Hands up if you have ever been on a diet. I have; a ton of them. Hands up if you think about eating in terms of being good or being bad. Yep, that’s me. How does it make you feel when you are “on a diet” or “being good” and you fall off the wagon so to speak. Guilty? Do you say “screw it” and binge on something on the naughty list? How would it feel if you were able to eat whatever you felt like, didn’t have to obsess over food and the scales and were happy with your body? Sounds pretty amazing to me.
I’ve been on a lot of different diet plans. Weight watchers, Michelle Bridges 12 Week Transformation (remember the show the Biggest Loser), F45 challenge and the process was always the same. Leading up to the diet, I would eat like a crazy person about to be starved, then I would get all excited about the prospect of the diet for the first few weeks and eat those reduced-calorie meal plans counting all the points and being extra “good”. I’d track how many calories I had burned when exercising and tried to make sure I stayed in a deficit for the day. If I ate something that was not on the plan or went over my calorie intake, I would admonish myself, vowing to do better the next day. Inevitably when the diet came to an end, either because the program finished, I had reached my goal weight, or I’d just given up, I would go out and celebrate (or commiserate) with a meal, start eating like I did before I was on the diet. Then the weight would creep back on and the cycle would start again.

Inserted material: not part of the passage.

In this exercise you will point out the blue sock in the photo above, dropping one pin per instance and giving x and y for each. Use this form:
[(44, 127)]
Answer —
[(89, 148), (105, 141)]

How did I get here? Apart from all the images of what women, in particular, are meant to look like, growing up, I came from the clean plate club. We always had to clear our plates because there were starving children in Biafra and it was terrible that we would waste food and they didn’t have a lot. Whilst my parents meant well and were trying to avoid wasting food and money, it taught me to ignore my hunger cues, my body’s natural ability to regulate what and how much it needed. I always just ate everything that was put in front of me, regardless of how full I was. Going on all those diets, I also learned that if something tasted good, I should gobble it all up because I didn’t know when I would be allowed to have it again. Aside from the habits I created with how I ate, eat fast and eat it all, I lost my ability to feel and follow my internal hunger cues.
So what to do about it? I have written about approaching my body differently and that is still a work in progress. How to change my relationship with food has also been a tough one. I stumbled across Intuitive eating a few months ago and found that all of a sudden I was hearing about it from a multitude of directions, which is strange because it’s been around since the 90s. Intuitive eating is a set of principles that guide you to rebuild your relationship with food and your body by rejecting the diet mentality and getting in tune with your hunger, taste and internal cues. After years of fighting against my body and trying to control my relationship with food by sheer willpower it so far has been a weight off my shoulders. It’s taken me about 25 years to embed the habits I have with food so I know this is not going to be a quick change but it is nice to stop beating myself up after having a donut.